Skip to main content

WebHDFS

WebHDFS's REST API support.

There two implementations of WebHDFS REST API:

  • Native via HDFS Namenode and Datanode, data are transferred between nodes directly.
  • HttpFS is a gateway before hdfs nodes, data are proxied.

Capabilities

This service can be used to:

  • stat
  • read
  • write
  • create_dir
  • delete
  • copy
  • rename
  • list
  • scan
  • presign
  • blocking

Differences with HDFS

[Hdfs][crate::services::Hdfs] is powered by HDFS's native java client. Users need to set up the HDFS services correctly. But webhdfs can access from HTTP API and no extra setup needed.

WebHDFS Compatibility Guidelines

File Creation and Write

For File creation and write operations, OpenDAL WebHDFS is optimized for Hadoop Distributed File System (HDFS) versions 2.9 and later. This involves two API calls in webhdfs, where the initial put call to the namenode is redirected to the datanode handling the file data.

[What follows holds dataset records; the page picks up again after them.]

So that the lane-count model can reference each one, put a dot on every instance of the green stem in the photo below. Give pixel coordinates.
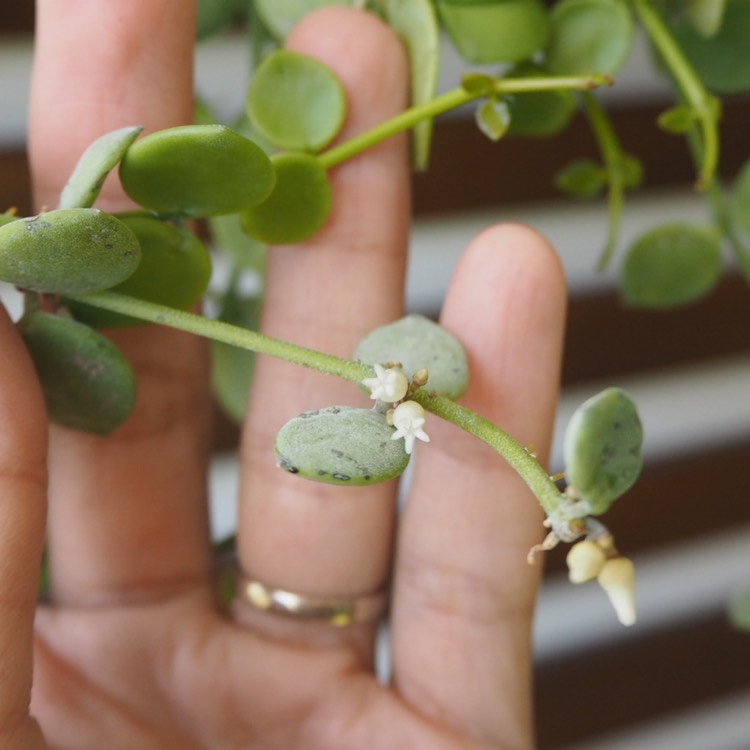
(613, 158)
(512, 451)
(523, 461)
(450, 101)
(689, 84)
(722, 216)
(226, 333)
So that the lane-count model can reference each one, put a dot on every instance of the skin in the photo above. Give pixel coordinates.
(133, 651)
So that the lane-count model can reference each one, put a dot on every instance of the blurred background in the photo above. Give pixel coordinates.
(680, 678)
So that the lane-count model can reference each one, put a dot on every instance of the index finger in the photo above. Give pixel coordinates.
(23, 478)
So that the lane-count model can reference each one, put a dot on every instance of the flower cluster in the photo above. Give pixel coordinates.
(390, 386)
(616, 575)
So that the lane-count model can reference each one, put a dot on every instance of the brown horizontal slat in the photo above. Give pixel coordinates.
(605, 337)
(17, 16)
(15, 184)
(468, 171)
(615, 688)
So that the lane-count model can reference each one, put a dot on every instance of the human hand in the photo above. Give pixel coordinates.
(133, 650)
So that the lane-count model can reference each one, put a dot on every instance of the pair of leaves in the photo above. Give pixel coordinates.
(354, 446)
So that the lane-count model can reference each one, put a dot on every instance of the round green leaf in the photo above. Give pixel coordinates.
(341, 445)
(671, 265)
(499, 31)
(589, 36)
(281, 16)
(538, 113)
(602, 449)
(720, 60)
(98, 160)
(298, 206)
(582, 178)
(214, 16)
(740, 205)
(706, 15)
(87, 382)
(68, 251)
(175, 269)
(296, 102)
(196, 170)
(493, 118)
(418, 342)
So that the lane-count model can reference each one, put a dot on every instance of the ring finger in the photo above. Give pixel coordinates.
(327, 293)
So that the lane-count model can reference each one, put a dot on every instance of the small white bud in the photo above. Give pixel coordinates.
(389, 384)
(585, 561)
(408, 418)
(617, 578)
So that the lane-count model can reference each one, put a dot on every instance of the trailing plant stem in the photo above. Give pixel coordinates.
(521, 459)
(689, 84)
(613, 158)
(449, 101)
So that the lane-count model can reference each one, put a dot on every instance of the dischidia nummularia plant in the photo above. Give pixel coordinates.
(264, 180)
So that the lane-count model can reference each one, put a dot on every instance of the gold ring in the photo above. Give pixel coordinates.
(332, 610)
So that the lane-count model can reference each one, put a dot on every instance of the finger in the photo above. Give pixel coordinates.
(127, 513)
(464, 592)
(23, 481)
(326, 294)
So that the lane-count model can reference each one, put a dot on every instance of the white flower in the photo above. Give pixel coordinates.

The optional noredirect flag can be set to prevent redirection. If used, the API response body contains the datanode URL, which is then utilized for the subsequent put call with the actual file data. OpenDAL automatically sets the noredirect flag with the first put call. This feature is supported starting from HDFS version 2.9.

Multi-Write Support

OpenDAL WebHDFS supports multi-write operations by creating temporary files in the specified atomic_write_dir. The final concatenation of these temporary files occurs when the writer is closed. However, it's essential to be aware of HDFS concat restrictions for earlier versions, where the target file must not be empty, and its last block must be full. Due to these constraints, the concat operation might fail for HDFS 2.6. This issue, identified as HDFS-6641, has been addressed in later versions of HDFS.

In summary, OpenDAL WebHDFS is designed for optimal compatibility with HDFS, specifically versions 2.9 and later.

Configurations

  • root: The root path of the WebHDFS service.
  • endpoint: The endpoint of the WebHDFS service.
  • delegation: The delegation token for WebHDFS.
  • atomic_write_dir: The tmp write dir of multi write for WebHDFS.Needs to be configured for multi write support.

Refer to [Builder]'s public API docs for more information.

Examples

Via Builder

use std::sync::Arc;

use anyhow::Result;
use opendal::services::Webhdfs;
use opendal::Operator;

#[tokio::main]
async fn main() -> Result<()> {
let mut builder = Webhdfs::default();
// set the root for WebHDFS, all operations will happen under this root
//
// Note:
// if the root is not exists, the builder will automatically create the
// root directory for you
// if the root exists and is a directory, the builder will continue working
// if the root exists and is a folder, the builder will fail on building backend
builder.root("/path/to/dir");
// set the endpoint of webhdfs namenode, controlled by dfs.namenode.http-address
// default is http://127.0.0.1:9870
builder.endpoint("http://127.0.0.1:9870");
// set the delegation_token for builder
builder.delegation("delegation_token");
// set atomic_write_dir for builder
builder.atomic_write_dir(".opendal_tmp/");

let op: Operator = Operator::new(builder)?.finish();

Ok(())
}

Via Config

use anyhow::Result;
use opendal::Operator;
use opendal::Scheme;
use std::collections::HashMap;

#[tokio::main]
async fn main() -> Result<()> {
let mut map = HashMap::new();
map.insert("endpoint".to_string(), "http://127.0.0.1:9870".to_string());
map.insert("root".to_string(), "/path/to/dir".to_string());
map.insert("delegation".to_string(), "delegation_token".to_string());

let op: Operator = Operator::via_map(Scheme::Webhdfs, map)?;
Ok(())
}